Anecdotally, filesystems are confusing, and most features exposed by VFS
end up getting misused if possible.

So those are my reasons for pushing back on this change, but I'm not sure
how strong they are.
I think broadly the alternatives for LLDB are:
make a change like this to the VFS APIs
migrate to actually doing IO using VFS (likely a lot of work)
know which concrete VFSes they construct, and track the needed info
externally
stop using VFS, and build separate abstractions for tracking remapping of
native files etc
abandon the new features that depend on this file remapping

As a purist, 2 and 4 seem like the cleanest options, but that's easy to say
when it's someone else's work.
What path should we take here?

Cheers, Sam
___
lldb-dev mailing list
lldb-dev@lists.llvm.org
http://lists.llvm.org/cgi-bin/mailman/listinfo/lldb-dev


Re: [lldb-dev] "devirtualizing" files in the VFS

2018-11-15 Thread Jonas Devlieghere via lldb-dev
HI Sam,

Thanks again for taking the time to discuss this. 

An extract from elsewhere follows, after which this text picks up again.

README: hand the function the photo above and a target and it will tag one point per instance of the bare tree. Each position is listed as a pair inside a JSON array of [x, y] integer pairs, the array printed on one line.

> On Nov 15, 2018, at 3:02 AM, Sam McCall  wrote:
> 
> I'd like to get some more perspectives on the role of the VirtualFileSystem 
> abstraction in llvm/Support.
> (The VFS layer has recently moved from Clang to LLVM, so crossposting to both 
> lists)
> 
> https://reviews.llvm.org/D54277  proposed 
> adding a function to VirtualFileSystem to get the underlying "real file" path 
> from a VFS path. LLDB is starting to use VFS for some filesystem 
> interactions, but wants/needs to keep using native IO (FILE*, file 
> descriptors) for others. There's some more context/discussion in the review.
> 
> My perspective is coloured by work on clang tooling, clangd etc. There we 
> rely on VFS to ensure code (typically clang library code) works in a variety 
> of environments, e.g:
> in an IDE the edited file is consistently used rather than the one on disk
> clang-tidy checks work on a local codebase, but our code review tool also 
> runs them as a service
> This works because all IO goes through the VFS, so VFSes are substitutable. 
> We tend to rely on the static type system to ensure this (most people write 
> lit tests that use the real FS).

I want to emphasize that I don't have any intention of breaking any of those or 
other existing use cases. I opted for the virtual file system because it 
provides 95% of the functionality that's needed for reproducers: the real 
filesystem and the redirecting file system. It has the yaml mapping writer and 
reader, the abstraction level above the two, etc. It feels silly to implement 
everything again in LLDB (actually it would be more like copy/pasting 
everything) just because we miss that 5%, so I'm really motivated to find a 
solution that works for all of us :-) 

> Adding facilities to use native IO together with VFS works against this, e.g. 
> a likely interface is
>   // Returns the OS-native path to the specified virtual file.
>   // Returns None if Path doesn't describe a native file, or its path is 
> unknown.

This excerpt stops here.